- Spanish: Quemar las naves
- Directed by: Francisco Franco Alba
- Written by: Maria Reneé Prudencio Francisco Franco Alba
- Produced by: Laura Imperiale Maria Navarro Francisco Franco Alba
- Starring: Irene Azuela Ángel Onésimo Nevárez Claudette Maillé
- Cinematography: Erika Licea
- Edited by: Sebastián Garza
- Music by: Alejandro Giacomán Joselo Rangel
- Distributed by: Instituto Mexicano de Cinematografía (Imcine)
- Release date: October 2007;
- Running time: 104 minutes
- Country: Mexico
- Language: Spanish

= Burn the Bridges =

Burn the Bridges (Quemar las naves) is a 2007 Mexican film directed by Francisco Franco Alba, from an original script co-written by Franco and actress Maria Reneé Prudencio. The film was shot in the Mexican state of Zacatecas and addresses issues such as self-assertion, loss, adolescence, and sexual relations. It officially premiered in October 2007 at the Festival Internacional de Cine de Morelia. The title refers to a widely known Mexican saying, which means "to cut all ties holding someone to something or someone"—something Hernán Cortés is believed to have done when he and his men set foot for the first time in continental America, in order to avoid mutiny or desertion during the Spanish conquest of the Aztec Empire.

==Plot==
Elena (Irene Azuela) and Sebastián (Ángel Onésimo Nevárez) are a teenaged brother and sister who have been reunited at their home while looking after their ailing mother, singer Eugenia Díaz (Claudette Maille). Eugenia has been diagnosed with cancer and doesn't have long to live, and it has fallen to Elena and Sebastián to care for her in her last months, with Elena (who is older) spending her days with her mother while Sebastian goes to school and looks in on Eugenia in the evenings.
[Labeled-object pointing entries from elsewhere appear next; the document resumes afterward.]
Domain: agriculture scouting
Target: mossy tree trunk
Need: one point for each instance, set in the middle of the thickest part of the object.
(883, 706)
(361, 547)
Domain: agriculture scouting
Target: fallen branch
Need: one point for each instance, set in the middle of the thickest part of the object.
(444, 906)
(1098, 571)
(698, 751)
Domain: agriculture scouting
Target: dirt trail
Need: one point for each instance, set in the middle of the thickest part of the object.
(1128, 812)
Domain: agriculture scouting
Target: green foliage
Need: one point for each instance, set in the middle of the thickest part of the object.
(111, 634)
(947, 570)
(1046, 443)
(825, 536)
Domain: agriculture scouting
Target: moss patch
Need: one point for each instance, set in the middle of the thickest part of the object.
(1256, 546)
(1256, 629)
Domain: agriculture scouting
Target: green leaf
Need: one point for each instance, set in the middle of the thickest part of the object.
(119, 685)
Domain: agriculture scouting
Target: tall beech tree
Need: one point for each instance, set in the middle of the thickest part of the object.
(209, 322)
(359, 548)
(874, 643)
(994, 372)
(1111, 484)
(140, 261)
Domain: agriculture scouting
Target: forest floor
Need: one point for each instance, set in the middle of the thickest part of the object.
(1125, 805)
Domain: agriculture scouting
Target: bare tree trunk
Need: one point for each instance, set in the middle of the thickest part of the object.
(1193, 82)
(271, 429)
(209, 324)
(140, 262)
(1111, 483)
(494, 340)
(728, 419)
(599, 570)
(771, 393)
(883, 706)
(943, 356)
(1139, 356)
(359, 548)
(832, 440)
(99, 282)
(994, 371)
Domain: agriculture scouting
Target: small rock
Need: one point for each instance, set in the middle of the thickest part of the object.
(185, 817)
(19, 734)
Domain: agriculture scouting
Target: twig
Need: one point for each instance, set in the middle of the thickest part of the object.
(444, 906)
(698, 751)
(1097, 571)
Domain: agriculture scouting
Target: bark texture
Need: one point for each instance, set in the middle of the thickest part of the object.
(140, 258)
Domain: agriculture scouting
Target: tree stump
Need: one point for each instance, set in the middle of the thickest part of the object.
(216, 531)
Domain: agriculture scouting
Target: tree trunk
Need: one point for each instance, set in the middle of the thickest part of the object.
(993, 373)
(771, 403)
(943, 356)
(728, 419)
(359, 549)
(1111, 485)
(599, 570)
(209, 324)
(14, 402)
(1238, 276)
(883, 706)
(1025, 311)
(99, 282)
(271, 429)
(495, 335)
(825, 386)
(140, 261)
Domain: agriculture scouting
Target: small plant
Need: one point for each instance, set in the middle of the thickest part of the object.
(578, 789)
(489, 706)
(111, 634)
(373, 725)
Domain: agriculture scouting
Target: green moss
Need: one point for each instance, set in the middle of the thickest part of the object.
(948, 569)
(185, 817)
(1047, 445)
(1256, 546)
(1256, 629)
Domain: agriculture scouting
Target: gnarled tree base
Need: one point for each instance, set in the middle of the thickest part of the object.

Elena is obsessively caring for Sebastián, but while he loves his sister and mother, he seems detached from the affairs of his family. He's more drawn to his roughneck schoolmate Juan (Bernardo Benítez). As the reality of Eugenia's fate becomes clearer, Elena and Sebastián's confusion about love, mortality and family becomes more acute, and circumstances become even more muddled when they take in a boarder, Aurora (Jessica Segura), who falls in Sebastián's wealthy schoolmate Ismael (Ramón Valdez Urtiz).

==Cast==
- Irene Azuela as Elena
- Ángel Onésimo Nevárez as Sebastián
- Claudette Maillé as Eugenia
- Bernardo Benítez as Juan
- Ramón Valdez Urtiz as Ismael
- Juan Carlos Barreto as Efraín
- Jessica Segura as Aurora
- Aida López as Chayo
- Alberto Estrella as Emilio
- Diana Bracho as Catalina

==Awards==
The film won two Ariel Awards in 2008: for Best Actress (Irene Azuela) and for Best Original Music (Alejandro Giacomán, songs by Joselo Rangel). The film was also nominated for Best Art Design.